His face froze, but there was raw, scalding hatred in his eyes, as primal as birth and death. If they had not been in this civilized garden, with its ritual conversations, the chink of glasses, and polite laughter, she felt he would have torn her open, hacked at her with the sharp blade of a knife, plunged it in hilt deep, and torn her open-

She turned away, sick with the taste of fear, but not before she knew he had seen the understanding in her eyes. No wonder poor Phoebe had never even considered him the rapist. And now Charlotte knew, too, and that was something for which he would have no forgiveness this side of the grave.

She moved away, unseeing, consumed with her knowledge. Silks hung limp in the still air. Flawless skins were blackspotted with minuscule thunder flies, and it was getting hotter all the time. Conversation flittered past her, and she heard its sound but not its words.

“You let it upset you too much. It’s foolish, and I dare say ugly, but it need not touch you, or your sister.”

It was Paul Alaric, holding out a glass of lemonade for her, his eyes concerned, but with the same inward gleam of humor as always.
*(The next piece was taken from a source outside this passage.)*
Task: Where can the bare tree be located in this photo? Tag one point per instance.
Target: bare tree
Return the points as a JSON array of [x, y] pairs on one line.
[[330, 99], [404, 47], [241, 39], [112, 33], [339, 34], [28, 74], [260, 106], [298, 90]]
She remembered the garden room.

“It has nothing to do with that,” she shook her head. “I was thinking of something else, something real.”
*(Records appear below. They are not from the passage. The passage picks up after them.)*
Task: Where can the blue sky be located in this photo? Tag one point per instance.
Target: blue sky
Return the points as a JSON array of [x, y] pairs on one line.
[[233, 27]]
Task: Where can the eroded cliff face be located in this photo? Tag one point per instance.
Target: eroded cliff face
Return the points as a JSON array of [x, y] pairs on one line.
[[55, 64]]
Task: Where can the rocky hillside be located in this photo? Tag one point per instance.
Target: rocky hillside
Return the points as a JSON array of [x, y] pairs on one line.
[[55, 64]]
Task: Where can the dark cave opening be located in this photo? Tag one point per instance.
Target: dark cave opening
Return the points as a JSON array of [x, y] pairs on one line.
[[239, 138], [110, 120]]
He offered her the lemonade and, with his other hand, brushed a thunder fly away from her cheek.

She took the glass, glad of it, and as she turned slightly, her eye caught Jessamyn Nash with a look of malevolence on her face. This time she knew almost beforehand what it was-nothing complex, just ordinary jealousy, because Paul Alaric had touched her, because his concern was for her, and she knew it was real.

Overwhelmingly, Charlotte wanted to escape from it all, the politeness masking the envies, the airless garden, the silly conversations and the hatreds underneath.
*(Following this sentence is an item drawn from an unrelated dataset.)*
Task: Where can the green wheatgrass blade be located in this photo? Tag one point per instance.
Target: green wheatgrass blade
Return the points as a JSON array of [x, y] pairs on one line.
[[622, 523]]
“Where is Hallam Cayley buried?” she asked suddenly.

Alaric’s eyes widened in surprise.

“In the same graveyard as Fulbert and Fanny, about a mile away. Or to be accurate, just outside it- unhallowed ground for a suicide.”

“I think I’ll go and visit it. Do you suppose anyone will notice if I pick a few flowers from the front as I go?”

“I doubt it. But do you care?”

“Not at all.” She smiled at him, grateful for his not saying the expected, and not criticizing her.

She broke off some daisies, some sweet William, and a few long heads of lupines, already seeding a little at the bottom but still bright, and set out along the Walk toward the road at the end and the church. It was not as far as she had expected, but the heat was getting more oppressive all the time. The clouds overhead were heavier, and the flies were everywhere.

There was no one else in the graveyard, and she passed unnoticed through the lych-gate and down the path, past the graves with their carved angels and their memories, and beyond the yews to the small plot kept for those without the blessing of the church. Hallam’s grave was very new, the ground still bearing the scars of disturbance.

She stood looking at it for several minutes before she laid the flowers down. She had not thought to bring any kind of container, and there was nothing already here. Maybe they thought no one would want to bring flowers for such a person.

She stared down at the clay, still dry and hard, and thought about the Walk, all the stupidity and the unnecessary pain, and the loneliness.

She was still thinking when she heard another step and looked up. Jessamyn Nash was coming out of the shade of the yew trees, carrying lilies. When she recognized Charlotte, she hesitated, her face pinched and hard, her eyes almost black.

“What did you come here for?” she said very quietly, coming toward Charlotte now. She held the lilies and their leaves upright, and there was a silver gleam of scissors in her hand.

Without knowing why, Charlotte was afraid, as if the thunder and the electricity in the air had ripped through her. Jessamyn was standing opposite her, the grave between them.

Charlotte looked down at the flowers.

“Just-just to put these here.”

Jessamyn stared at them, then slowly raised her foot and trod on them, grinding them with the weight of her body, till they were crushed and smeared on the stone-hard clay. She lifted her head and faced Charlotte, then calmly dropped her own lilies on the same spot.